Chicken adobo in my Instant Pot today. Shout out to all of my Filipinos friends that has inspired this in the instant pot tonight.
Most of you know I don't like dark meat, but this is the only type of meat I've ever seen in adobo, so I am sticking to the the original recipe (3 drums and 3 thighs). Most recipes ask to marinade for a few hours but I didn't have time for that tonight. And for the record, there's not a difference in taste that I can taste.

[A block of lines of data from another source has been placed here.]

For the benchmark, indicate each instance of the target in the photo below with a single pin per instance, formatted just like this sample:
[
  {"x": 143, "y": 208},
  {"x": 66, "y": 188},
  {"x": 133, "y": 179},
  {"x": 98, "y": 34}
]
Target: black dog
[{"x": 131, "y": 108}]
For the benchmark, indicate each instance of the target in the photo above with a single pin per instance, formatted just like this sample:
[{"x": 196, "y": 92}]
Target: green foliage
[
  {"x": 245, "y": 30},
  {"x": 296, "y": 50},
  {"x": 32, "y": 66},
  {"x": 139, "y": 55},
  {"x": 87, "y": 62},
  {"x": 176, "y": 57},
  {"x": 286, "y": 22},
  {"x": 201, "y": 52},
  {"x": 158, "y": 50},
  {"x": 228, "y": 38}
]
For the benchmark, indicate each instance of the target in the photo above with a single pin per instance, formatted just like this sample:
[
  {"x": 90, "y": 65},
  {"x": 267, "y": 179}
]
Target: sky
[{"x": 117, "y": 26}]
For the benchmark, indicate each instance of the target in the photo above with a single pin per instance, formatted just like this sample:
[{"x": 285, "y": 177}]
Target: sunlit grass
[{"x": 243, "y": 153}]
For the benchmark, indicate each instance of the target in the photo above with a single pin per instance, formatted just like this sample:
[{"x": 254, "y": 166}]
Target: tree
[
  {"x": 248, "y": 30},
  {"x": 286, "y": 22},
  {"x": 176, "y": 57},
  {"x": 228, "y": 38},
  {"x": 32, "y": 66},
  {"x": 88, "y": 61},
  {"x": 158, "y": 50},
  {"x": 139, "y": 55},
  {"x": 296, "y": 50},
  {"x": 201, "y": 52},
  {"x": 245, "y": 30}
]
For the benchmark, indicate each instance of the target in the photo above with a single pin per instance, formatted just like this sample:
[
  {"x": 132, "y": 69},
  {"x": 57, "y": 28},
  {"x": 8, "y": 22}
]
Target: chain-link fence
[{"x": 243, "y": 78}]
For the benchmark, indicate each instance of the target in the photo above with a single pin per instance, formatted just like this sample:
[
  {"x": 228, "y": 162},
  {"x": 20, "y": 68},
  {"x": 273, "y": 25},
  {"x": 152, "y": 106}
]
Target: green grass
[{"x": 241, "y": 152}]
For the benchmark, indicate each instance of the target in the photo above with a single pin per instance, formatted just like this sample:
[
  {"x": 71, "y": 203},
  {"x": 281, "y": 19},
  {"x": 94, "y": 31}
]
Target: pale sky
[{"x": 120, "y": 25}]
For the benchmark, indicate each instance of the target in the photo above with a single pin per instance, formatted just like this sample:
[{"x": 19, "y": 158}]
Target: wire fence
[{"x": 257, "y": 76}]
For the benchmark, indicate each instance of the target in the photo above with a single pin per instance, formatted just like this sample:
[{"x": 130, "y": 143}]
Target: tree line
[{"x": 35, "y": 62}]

4-6 pieces of chicken (thigh and drums)
1/2 cup Low sodium soy sauce
1/2 cup vinegar (I had rice vinegar)
1/4 cup of water
1-2 tsp peppercorns (whole or grounded)
3 bay leaves
1 tablespoon oil for sautéing
1 tablespoon brown sugar
3 fresh thai chili (chopped)
3 cloves of garlic
On sauté mode: I added a little olive oil, I sauté 3 pieces of of chicken at a time (season with pinch of salt) and put it all back in the pot when you're done cooking all the pieces. Then I smashed 3 cloves of garlic, 1-2 teaspoon whole peppercorns or crushed, 1/2 cup of low sodium soy sauce, 1/2 cup white vinegar (or rice or any you have), 1 tablespoon of brown sugar, 1/4 cup of water, 3 bay leaves and then I throw in 3 Thai chilis chopped up (hubby likes it spicy). I close the lid and cook on manual pressure for 8 minutes. Then manual release. Top with green onions and serve over rice and a side of cucumber salad.
Total cook time was about 30 minutes.